Inquiry Letter

• Understand and communicate the letter’s intended purpose/exigency
• Organize ideas logically
• Strategically use textual features to focus the reader’s attention
• Understand and employ genre conventions of a professional letter
• Employ verb tenses as well as active and passive voice appropriately
Description The Inquiry Letter is an intermediary assignment. As an intermediary assignment,
this letter is designed to help you write your Recommendation Report because
you will use the information gained from this assignment to inform the
recommendations you ultimately suggest in your final report. Since you are
addressing an external audience, this inquiry letter must convey the importance
of the feasibility study and the implications for any findings that come from your
report. Additionally, it is important to practice explaining fully and concisely your
study’s design, the rationale behind this study (besides getting a specific grade),
your specific request for information, and how this information will be used.
Since the information from the Inquiry Letter should be integrated into your final
Recommendation Report, this letter will be written to an individual(s) who has
expertise in this subject matter. For example, if you are focusing on client #2, you
might write an inquire letter to companies, organizations, and
professional/graduate school admissions to inquire about skills they look for in
applicants. Remember: the aim of this assignment is to receive further
information which can inform the recommendations you make in your report.
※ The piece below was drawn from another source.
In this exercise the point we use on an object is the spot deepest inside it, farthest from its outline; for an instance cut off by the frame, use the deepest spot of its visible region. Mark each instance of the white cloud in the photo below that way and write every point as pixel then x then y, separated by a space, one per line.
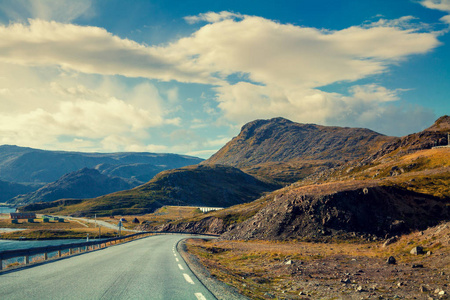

For
the purposes of our class, the information received from the Inquiry Letter is
considered a form of primary research.
The Inquiry Letter should follow the guidelines in Markel and Selber’s chapter 9:
“Correspondence in Print and Online.”
The format of an inquiry letter should include:
1) a header appropriately addressed to an intended recipient
2) a salutation to the intended recipient
3) an introduction which provides context for the feasibility study
4) a clear request for additional information or clarification
5) an explanation concerning how this information will be used
6) where the recipient should go to ask further questions
7) a sign off and signature block for the writer
Format The Inquiry Letter should be 1-2-pages, 250 words (with possible variations in
length, dependent upon unique contextual requirements) and single-spaced.
Grading Criteria See “Inquiry Letter” for specific grading criteria.